Scientific classification
- Kingdom: Plantae
- Clade: Tracheophytes
- Clade: Angiosperms
- Clade: Eudicots
- Clade: Asterids
- Order: Boraginales
- Family: Hydrophyllaceae
- Genus: Phacelia
- Species: P. floribunda
- Binomial name: Phacelia floribunda Greene

= Phacelia floribunda =

- Genus: Phacelia
- Species: floribunda
- Authority: Greene
- Conservation status: G2

Species of flowering plant

Phacelia floribunda is a species of phacelia known by the common names many-flowered phacelia, southern island phacelia and San Clemente Island phacelia. It is known only from San Clemente Island, one of the Channel Islands of California, and Guadalupe Island off the coast of Baja California.
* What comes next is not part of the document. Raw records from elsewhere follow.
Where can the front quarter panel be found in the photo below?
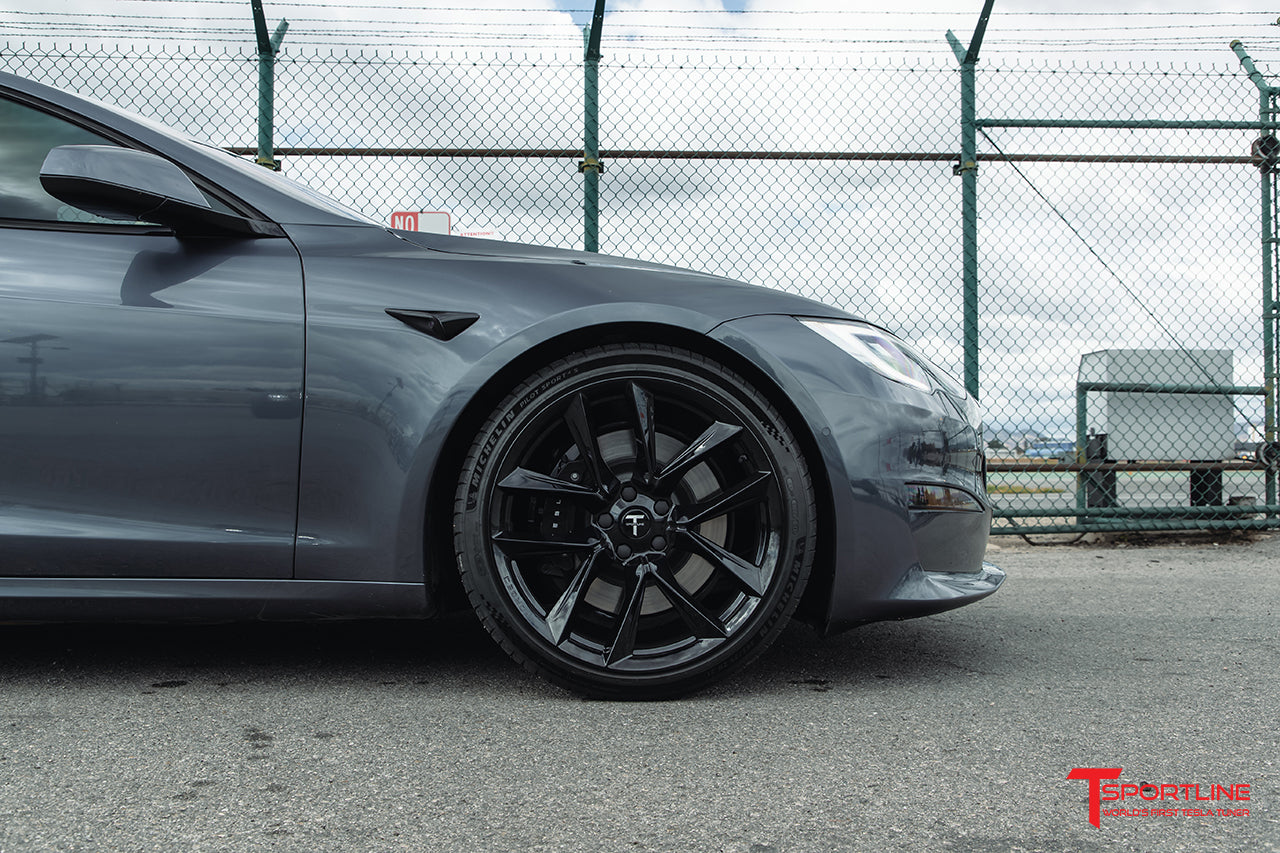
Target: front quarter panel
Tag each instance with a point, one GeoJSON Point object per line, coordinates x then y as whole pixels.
{"type": "Point", "coordinates": [382, 398]}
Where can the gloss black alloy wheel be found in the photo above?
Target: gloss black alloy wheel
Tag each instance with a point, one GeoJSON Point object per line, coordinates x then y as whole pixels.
{"type": "Point", "coordinates": [635, 521]}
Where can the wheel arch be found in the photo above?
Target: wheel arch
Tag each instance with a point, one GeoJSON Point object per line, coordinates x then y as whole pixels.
{"type": "Point", "coordinates": [440, 566]}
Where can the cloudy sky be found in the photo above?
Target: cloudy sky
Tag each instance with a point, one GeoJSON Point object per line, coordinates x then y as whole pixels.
{"type": "Point", "coordinates": [1023, 27]}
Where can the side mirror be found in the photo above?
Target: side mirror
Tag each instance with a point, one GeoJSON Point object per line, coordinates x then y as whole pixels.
{"type": "Point", "coordinates": [135, 186]}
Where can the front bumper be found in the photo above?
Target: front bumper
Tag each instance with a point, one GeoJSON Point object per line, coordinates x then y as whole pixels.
{"type": "Point", "coordinates": [886, 552]}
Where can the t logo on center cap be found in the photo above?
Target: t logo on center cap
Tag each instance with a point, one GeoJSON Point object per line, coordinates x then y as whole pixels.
{"type": "Point", "coordinates": [636, 523]}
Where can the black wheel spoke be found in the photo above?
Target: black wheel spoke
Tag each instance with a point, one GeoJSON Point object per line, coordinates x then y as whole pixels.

It grows in coastal sage scrub habitat in the canyons of these two islands.

==Description==
Phacelia floribunda is an annual herb with a branching erect stem reaching 60 centimeters in maximum height. It is glandular and hairy in texture. The leaves are up to 18 centimeters long and divided into several leaflets with lobed edges. The hairy inflorescence is a one-sided curving or coiling cyme of bell-shaped flowers. Each flower is under a centimeter long and purple or bluish in color.